Government cuts EPF interest rate to 8.70% during 2015-16, sparks protest
The government has decided to lower the interest for five crore Employees' Provident Fund subscribers to 8.70% in 2015-16, from 8.75% a year ago. The rate is lower than the 8.80% recommended by the EPF Organisation's board and has triggered protests by unions, including RSS backed Bharatiya Mazdoor Sangh, which has announced nationwide protests on Wednesday.
EPFO's finance committee had recommended an interest rate of 8.95% but the board, headed by the labour minister, settled for 8.80% before the finance ministry brought it down to 8.70%. The finance ministry defended the move, saying the lower payout was needed as EPFO would pay interest on inactive accounts from April.
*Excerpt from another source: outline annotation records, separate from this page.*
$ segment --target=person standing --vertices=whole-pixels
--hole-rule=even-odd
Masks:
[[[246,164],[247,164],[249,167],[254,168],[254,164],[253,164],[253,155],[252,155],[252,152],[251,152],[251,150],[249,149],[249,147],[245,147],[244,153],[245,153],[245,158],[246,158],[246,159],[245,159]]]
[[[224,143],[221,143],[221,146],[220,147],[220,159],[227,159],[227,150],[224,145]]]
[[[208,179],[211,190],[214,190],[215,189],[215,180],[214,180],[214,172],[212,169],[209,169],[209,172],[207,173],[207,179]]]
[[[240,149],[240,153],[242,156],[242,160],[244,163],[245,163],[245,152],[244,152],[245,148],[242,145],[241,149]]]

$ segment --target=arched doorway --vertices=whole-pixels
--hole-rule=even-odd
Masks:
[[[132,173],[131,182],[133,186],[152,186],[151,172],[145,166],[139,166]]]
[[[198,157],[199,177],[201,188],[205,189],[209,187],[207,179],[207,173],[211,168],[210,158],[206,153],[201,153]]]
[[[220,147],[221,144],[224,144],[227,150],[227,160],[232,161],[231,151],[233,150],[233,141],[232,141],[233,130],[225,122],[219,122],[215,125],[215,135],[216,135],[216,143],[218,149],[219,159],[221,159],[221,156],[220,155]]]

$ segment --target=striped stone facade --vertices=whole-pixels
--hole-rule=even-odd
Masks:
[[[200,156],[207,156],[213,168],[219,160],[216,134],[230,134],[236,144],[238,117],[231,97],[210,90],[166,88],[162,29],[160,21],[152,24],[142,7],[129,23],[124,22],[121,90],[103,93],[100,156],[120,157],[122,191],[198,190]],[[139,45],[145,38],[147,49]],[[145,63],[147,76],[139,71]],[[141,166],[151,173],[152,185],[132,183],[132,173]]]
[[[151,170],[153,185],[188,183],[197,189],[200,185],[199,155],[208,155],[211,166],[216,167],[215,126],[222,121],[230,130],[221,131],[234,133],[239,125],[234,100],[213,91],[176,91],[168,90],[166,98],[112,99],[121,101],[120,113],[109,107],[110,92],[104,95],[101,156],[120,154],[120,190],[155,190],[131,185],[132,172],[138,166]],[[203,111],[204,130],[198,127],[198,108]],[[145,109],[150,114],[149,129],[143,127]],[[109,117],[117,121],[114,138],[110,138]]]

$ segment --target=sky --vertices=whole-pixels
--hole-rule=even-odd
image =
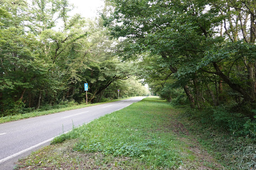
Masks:
[[[102,9],[104,5],[103,0],[69,0],[75,6],[75,8],[71,12],[71,15],[78,13],[84,17],[92,19],[97,16],[97,10]]]

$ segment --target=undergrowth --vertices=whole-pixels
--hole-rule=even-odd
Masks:
[[[191,132],[200,136],[200,143],[217,158],[224,160],[229,168],[256,168],[256,117],[250,119],[232,112],[232,108],[187,108],[179,117]]]

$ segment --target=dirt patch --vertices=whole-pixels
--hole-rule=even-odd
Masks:
[[[141,166],[141,162],[129,157],[114,158],[99,152],[74,151],[73,143],[68,141],[43,148],[18,162],[16,169],[134,169]]]
[[[163,127],[169,130],[176,134],[178,138],[184,142],[187,146],[187,149],[191,151],[195,157],[193,162],[187,162],[179,169],[212,170],[225,169],[224,167],[218,163],[214,158],[201,147],[199,142],[194,136],[191,135],[188,130],[173,115],[169,115],[166,121],[164,121]],[[167,130],[165,130],[166,131]],[[184,136],[185,135],[186,136]],[[197,165],[195,166],[195,165]]]

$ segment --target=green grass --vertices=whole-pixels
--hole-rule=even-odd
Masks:
[[[157,97],[144,99],[55,138],[16,168],[223,169],[173,119],[179,111]]]
[[[20,114],[12,116],[7,116],[4,117],[0,117],[0,124],[4,123],[6,122],[10,122],[11,121],[18,121],[18,120],[22,119],[24,119],[30,118],[31,117],[36,117],[38,116],[42,116],[44,115],[49,115],[52,113],[55,113],[58,112],[63,112],[65,111],[69,111],[73,109],[78,109],[82,108],[83,107],[88,107],[95,105],[101,105],[102,104],[107,103],[108,103],[113,102],[116,101],[119,101],[125,99],[130,99],[132,97],[128,97],[125,99],[115,99],[112,101],[108,101],[105,102],[89,104],[87,105],[86,103],[83,103],[81,104],[70,106],[67,107],[56,109],[52,110],[49,110],[46,111],[36,111],[30,112],[24,114]]]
The Centre on Monday decided to lower the interest for Employees' Provident Fund (EPF) subscribers to 8.70% during 2015-16, sparking protests from unions.
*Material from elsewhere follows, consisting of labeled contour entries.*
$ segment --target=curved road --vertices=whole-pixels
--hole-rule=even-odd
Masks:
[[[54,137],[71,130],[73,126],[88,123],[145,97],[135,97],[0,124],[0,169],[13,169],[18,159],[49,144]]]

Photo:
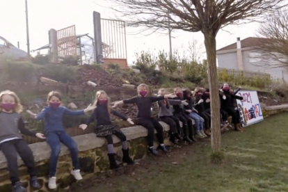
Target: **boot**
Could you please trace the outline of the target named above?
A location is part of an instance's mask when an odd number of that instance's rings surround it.
[[[165,145],[159,145],[160,149],[163,151],[164,152],[168,152],[169,151],[167,150],[166,147]]]
[[[16,182],[12,189],[12,192],[27,192],[27,189],[26,189],[21,182]]]
[[[30,178],[30,186],[34,189],[40,189],[41,185],[38,182],[36,176]]]
[[[193,141],[190,139],[190,138],[187,136],[187,125],[183,125],[183,132],[184,134],[184,136],[183,138],[183,140],[187,142],[188,143],[193,143]]]
[[[133,165],[134,163],[134,161],[131,159],[130,155],[129,154],[129,149],[125,150],[122,150],[122,152],[123,153],[123,159],[122,159],[122,161],[123,163],[126,163],[128,165]]]
[[[154,155],[158,155],[157,151],[154,148],[154,147],[149,147],[148,150]]]
[[[116,160],[115,159],[115,155],[116,154],[115,153],[110,153],[108,154],[111,169],[116,169],[119,168],[119,166],[117,164]]]

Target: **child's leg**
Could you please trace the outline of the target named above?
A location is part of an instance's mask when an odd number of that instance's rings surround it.
[[[119,138],[120,140],[121,140],[121,141],[122,141],[122,148],[124,150],[128,150],[128,143],[127,143],[127,140],[126,138],[126,136],[121,131],[115,131],[113,134],[118,138]]]
[[[59,134],[60,141],[66,145],[71,152],[73,170],[79,169],[79,160],[78,159],[78,147],[75,141],[66,132],[61,131]]]
[[[59,136],[56,132],[49,131],[46,134],[46,142],[51,147],[49,176],[56,177],[58,157],[61,150]]]
[[[0,150],[7,159],[7,166],[9,170],[10,180],[12,185],[20,181],[19,178],[17,154],[14,145],[15,140],[4,142],[0,145]]]
[[[28,173],[30,176],[37,176],[37,170],[34,161],[33,152],[24,139],[17,139],[15,142],[16,150],[20,156],[23,162],[28,168]]]
[[[148,131],[148,145],[149,147],[153,147],[154,129],[150,119],[138,119],[136,120],[136,123],[137,125],[141,125],[147,129]]]

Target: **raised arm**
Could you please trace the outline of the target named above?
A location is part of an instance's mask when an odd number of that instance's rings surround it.
[[[26,136],[36,136],[36,133],[34,131],[32,131],[29,129],[27,129],[25,127],[25,124],[23,121],[22,118],[21,118],[19,121],[18,121],[18,129],[20,131],[21,134],[26,135]]]
[[[126,118],[125,115],[122,115],[121,113],[117,112],[116,111],[112,110],[111,113],[124,120],[127,120],[128,119],[127,118]]]

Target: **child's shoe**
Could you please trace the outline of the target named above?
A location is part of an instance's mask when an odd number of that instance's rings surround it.
[[[30,178],[30,186],[34,189],[40,189],[41,185],[37,179],[37,177],[33,176]]]
[[[123,163],[127,163],[128,165],[133,165],[134,163],[134,161],[133,161],[133,160],[130,157],[130,155],[129,154],[129,149],[126,150],[122,149],[122,152],[123,153],[123,159],[122,161]]]
[[[109,159],[110,162],[110,168],[116,169],[119,168],[118,164],[117,164],[116,160],[115,159],[115,153],[111,153],[108,154],[108,158]]]
[[[12,192],[27,192],[27,189],[23,186],[21,182],[18,182],[13,185]]]
[[[155,150],[155,149],[154,148],[154,147],[149,147],[148,150],[154,155],[158,155],[158,152],[157,150]]]
[[[56,177],[51,177],[49,178],[48,181],[48,188],[50,189],[55,189],[57,188],[57,185],[56,184]]]
[[[75,177],[76,180],[81,180],[83,179],[79,169],[71,170],[71,174]]]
When the finance ministry said that the lower payout was essential as EPFO will pay interest on inactive accounts from April, the unions countered this argument saying that the payment on the inert accounts was to be made from the current financial year while the interest rate for last year was determined on the basis of the income and surplus for 2015-16.
EPFO had a distributable surplus of Rs 34,844 crore during the year and interest rate of 8.7% would leave the retirement savings agency with a surplus of Rs 870 crore. At 8.8%, the surplus would have been around Rs 674 crore and even after paying 8.95%, the entity would have been left with Rs 91 crore, said Prabhakar Banasure, the BMS representative on the EPFO.
The lower rate is in line with the finance ministry's attempts to ensure that savings and deposits fetch lower returns so that bank lending rates could be lowered. It has already announced a steep reduction in interest rate on small savings schemes such as public provident fund and Kisan Vikas Patras for the AprilJune quarter.
The latest decision, coming after two aborted attempts to "reform" EPFO, has evoked strong response from trade unions. Last month, the government was forced to drop its plan to tax withdrawals at the time of retirement if a part of the corpus was not used to buy pension plans. Last week, it had to cancel an order that mandated that the entire corpus could not be withdrawn until a subscriber turned 58 years. An official said this was probably the first time that the finance ministry had opted to lower the rates, ignoring the recommendations of the EPFO board of trustees, headed by the labour minister.
In fact, the finance ministry ignored an assurance given by Dattatreya that the interest rate would not be lower than the interim rate of 8.8% recommended by the EPFO board.